What is also forgotten about MJ is the fact that it possessed a subversive soul, and yet managed to play across cinemas to large audiences during a period of intense dictatorial persecution and moral and political policing.

How did that happen?

MJ was lavishly studded with bawdy female dances, stylistic action sequences, and snappy dialogue, turning struggling the then 41-year-old actor, Sultan Rahi, into a popular mainstay. He also became Pakistani cinema’s first famous ‘angry young man.’

Also gaining popularity (and notoriety) through the film was veteran villain, Mustafa Qureshi, whose role as the violent, introspective and almost philosophical Noori Nath would see him play Rahi’s nemesis in a number of similar Punjabi films throughout the 1980s.

The film’s theme of an angry young man in a Punjab village taking on oppressive feudal lords and eventually his main nemesis, the cool, calculating psychopath (Noori Nath) — a man who lives to fight an opponent worthy of his wrath — went down well with the film’s largely urban working-class and rural audiences.

The film was allowed to run by the film censor board. But when hordes of working-class Pakistanis and peasants started venturing into cinemas to watch the movie, the board suddenly stepped in and demanded the director take out certain scenes from the film.

According to the film’s producer, Sarwar Bhatti, the Zia regime had by then established a working relationship with various members of the ‘landed gentry’ in rural Punjab. It was alarmed by what it perceived to be the film’s ‘anti-establishment’ tone.

To the censors the audiences were identifying the villains in the film as symbolic caricatures of factory owners, chaudhries, feudal lords and the Punjab police.

The censor board ordered the producer to tone down the film’s content through editing and which Bhatti promptly did. But a large number of cinema owners still had with them the original print of the film, and they continued running it in spite of the fact that they had been given a newly censored print.

Maula Jatt eventually ran for more than two years, racking a huge profit for its makers and in the process keeping the disintegrating Pakistan film industry afloat for at least another 10 years.

Lastly, Rahi, who rose to become the biggest box-office attraction in the 1980s and almost single-handedly kept the industry rolling, was shot dead in 1996. The police report suggested that he was killed by bandits on a Punjab highway where his car had stopped due to a flat tyre.
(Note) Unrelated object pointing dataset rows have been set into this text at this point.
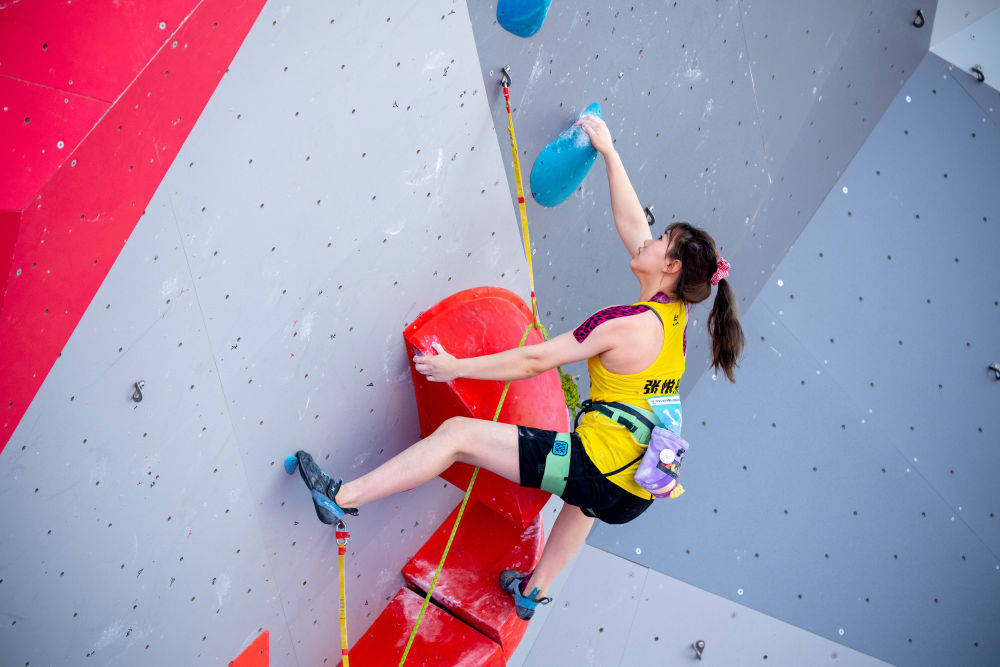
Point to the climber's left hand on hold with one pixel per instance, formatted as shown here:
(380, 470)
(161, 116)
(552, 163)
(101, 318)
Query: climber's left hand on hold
(440, 367)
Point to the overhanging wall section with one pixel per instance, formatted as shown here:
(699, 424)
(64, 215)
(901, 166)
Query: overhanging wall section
(844, 484)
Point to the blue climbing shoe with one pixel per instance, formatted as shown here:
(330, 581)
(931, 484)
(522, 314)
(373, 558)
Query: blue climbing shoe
(322, 486)
(513, 582)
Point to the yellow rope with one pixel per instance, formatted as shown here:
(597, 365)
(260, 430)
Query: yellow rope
(570, 390)
(341, 551)
(520, 204)
(458, 519)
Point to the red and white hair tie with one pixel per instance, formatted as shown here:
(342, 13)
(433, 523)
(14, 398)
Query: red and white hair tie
(722, 270)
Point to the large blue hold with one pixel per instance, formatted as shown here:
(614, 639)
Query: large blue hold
(522, 17)
(563, 164)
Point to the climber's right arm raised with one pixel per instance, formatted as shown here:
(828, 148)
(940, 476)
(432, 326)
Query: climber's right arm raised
(630, 218)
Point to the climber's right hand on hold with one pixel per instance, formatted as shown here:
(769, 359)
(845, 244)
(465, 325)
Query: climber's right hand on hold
(440, 367)
(597, 130)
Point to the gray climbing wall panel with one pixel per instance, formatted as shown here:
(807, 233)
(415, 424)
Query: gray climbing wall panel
(621, 613)
(344, 177)
(844, 483)
(736, 116)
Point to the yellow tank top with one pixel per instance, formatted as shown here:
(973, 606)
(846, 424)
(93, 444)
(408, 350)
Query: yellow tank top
(609, 444)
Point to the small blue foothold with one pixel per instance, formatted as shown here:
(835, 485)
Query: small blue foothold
(522, 17)
(563, 164)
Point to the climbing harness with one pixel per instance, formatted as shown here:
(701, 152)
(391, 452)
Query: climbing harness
(638, 421)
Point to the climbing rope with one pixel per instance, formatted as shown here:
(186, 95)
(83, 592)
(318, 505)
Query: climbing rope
(570, 390)
(458, 519)
(342, 537)
(505, 82)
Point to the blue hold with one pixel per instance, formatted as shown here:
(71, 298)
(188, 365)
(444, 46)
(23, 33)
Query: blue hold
(563, 164)
(522, 17)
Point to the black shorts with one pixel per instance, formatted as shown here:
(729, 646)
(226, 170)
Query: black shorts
(595, 495)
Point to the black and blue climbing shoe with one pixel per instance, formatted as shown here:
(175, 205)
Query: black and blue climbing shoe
(513, 582)
(321, 485)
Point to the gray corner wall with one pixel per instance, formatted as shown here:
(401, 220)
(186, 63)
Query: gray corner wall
(845, 483)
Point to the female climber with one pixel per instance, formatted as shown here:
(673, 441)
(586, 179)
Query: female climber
(632, 352)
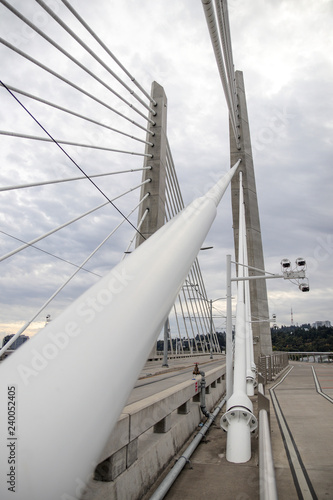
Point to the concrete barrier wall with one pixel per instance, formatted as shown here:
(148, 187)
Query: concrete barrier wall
(147, 437)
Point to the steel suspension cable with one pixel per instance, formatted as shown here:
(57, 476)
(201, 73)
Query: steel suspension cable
(70, 143)
(96, 57)
(47, 253)
(69, 56)
(108, 51)
(172, 212)
(26, 325)
(78, 115)
(69, 157)
(70, 179)
(75, 219)
(68, 82)
(145, 213)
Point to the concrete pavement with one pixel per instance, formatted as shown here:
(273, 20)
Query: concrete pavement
(301, 433)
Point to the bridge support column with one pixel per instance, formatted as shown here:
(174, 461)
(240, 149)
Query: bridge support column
(258, 292)
(155, 203)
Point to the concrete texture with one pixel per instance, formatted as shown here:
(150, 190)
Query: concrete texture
(309, 417)
(154, 450)
(156, 201)
(259, 304)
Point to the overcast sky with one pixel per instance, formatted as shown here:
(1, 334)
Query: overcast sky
(284, 49)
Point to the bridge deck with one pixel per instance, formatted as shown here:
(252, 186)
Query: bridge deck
(301, 423)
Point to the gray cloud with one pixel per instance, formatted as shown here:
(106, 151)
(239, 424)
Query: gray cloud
(284, 51)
However, ever since his death two other theories have emerged. One claims that he was shot by a group of men who had some property dispute with him. The other theory suggests that Rahi, who was born into a Christian family but had become a Muslim in the 1960s, was planning to re-convert to Christianity and that those in the know ambushed him (for this reason).

Nevertheless, till this day his death remains to be shrouded in mystery (and theories).